I have uBO, a pihole, and noscript between me and the web nowadays. I'd say I run into a website that intentionally bricks itself once every 3-6 months.
It's an uncommon practice in my experience, and it's easy to understand why. 90+% of websites nowadays are click farms - their content is totally interchangeable with, if not plagiarized from, hundreds of other sites. The one site that implements an anti-adblocker measure simply gives up a portion of its traffic to another site that doesn't. The far more lucrative strategy is to try to subvert the ad blocker, which many sites actually do.

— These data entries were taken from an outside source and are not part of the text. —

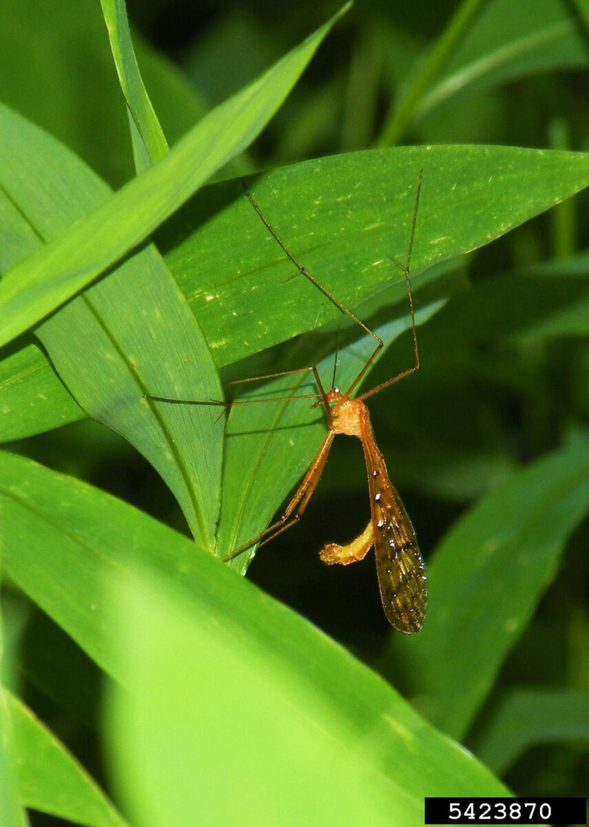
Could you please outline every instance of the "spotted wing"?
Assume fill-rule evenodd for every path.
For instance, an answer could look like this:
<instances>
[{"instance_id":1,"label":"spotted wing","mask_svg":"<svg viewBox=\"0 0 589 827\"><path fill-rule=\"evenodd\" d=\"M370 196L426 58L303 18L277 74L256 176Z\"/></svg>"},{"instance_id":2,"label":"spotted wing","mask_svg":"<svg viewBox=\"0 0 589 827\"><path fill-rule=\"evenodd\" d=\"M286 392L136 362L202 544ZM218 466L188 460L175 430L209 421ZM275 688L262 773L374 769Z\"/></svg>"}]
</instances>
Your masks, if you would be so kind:
<instances>
[{"instance_id":1,"label":"spotted wing","mask_svg":"<svg viewBox=\"0 0 589 827\"><path fill-rule=\"evenodd\" d=\"M411 520L391 485L374 435L371 444L365 444L364 452L382 606L395 629L413 634L423 626L427 610L425 563Z\"/></svg>"}]
</instances>

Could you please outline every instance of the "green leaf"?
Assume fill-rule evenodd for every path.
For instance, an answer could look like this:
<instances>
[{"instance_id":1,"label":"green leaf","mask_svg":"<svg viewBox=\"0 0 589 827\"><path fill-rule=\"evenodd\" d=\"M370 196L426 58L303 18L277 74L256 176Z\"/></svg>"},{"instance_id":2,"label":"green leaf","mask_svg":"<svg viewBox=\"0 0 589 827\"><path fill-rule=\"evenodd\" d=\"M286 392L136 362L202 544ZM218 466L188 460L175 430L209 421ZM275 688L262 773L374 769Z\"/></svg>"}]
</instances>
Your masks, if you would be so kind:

A lot of this anti-adblock nonsense is also blocked by Ublock Origin nowadays. I can't remember the last time a webpage succeeded in bricking itself intentionally, though I do occasionally get accidental cases where the website is just poorly designed and hangs because of shitty javascript failing to load some tracker links. Usually payment flows. Though it's pretty painless to just disable UBO for a few seconds in those cases. I'd rather have to click that button every now and again than have almost every website be unusable all of the time, but you do you.
Yeah, better not to install any kind of adblock even as a test. No one else does. You would be alone.
Also, people who use adblock are antisocial.
Also, I'd be mortified if I visited a web page, then the site told me that I cannot continue because I have adblock installed. I wouldn't want that to happen to me even once.
Uh, it's more that I had adblock installed and found myself needing to disable it for most websites just to access it.
Adblock ended up being more of a hassle to use than the small handful of sites where it actually worked.
This hasn't been the case for me and I've been using ublock origin for maybe a decade now.
The only sites that break are streaming sites. Which is expected, I mean they need to make their ad money and they sell ad-free tiers.
All except paramount plus, funny enough. Yes, you can get ad-free paramount plus for half the cost if you just use ublock origin! I guess they forgot to put in that little bit of logic.
In addition to the threat to children, there's also terrorism to consider. It is frightening to consider that the World Trade Center towers might still be standing were it not for ordinary users who foolishly assumed that nothing really bad could happen if they installed adblock.
When I have a time to unwind and think less sensible thoughts, I can't help but wonder whether anti-fossil fuels movement would try to capitalize on 9/11 if it happened today and not in 2001 by trying to ban use of planes due to amount of fuel used.
"Terrorists use planes. You are not a terrorist, are you?"
Yes, famously the established miliary industrial complex, fiercely anti-fossil fuel.
Never mind the end result of 9/11 was used for... pro fossil fuel reasons. And the entire war fought afterwards was done for, let me just check my notes here... oil. Oh. And we didn't even invade the right country? hm.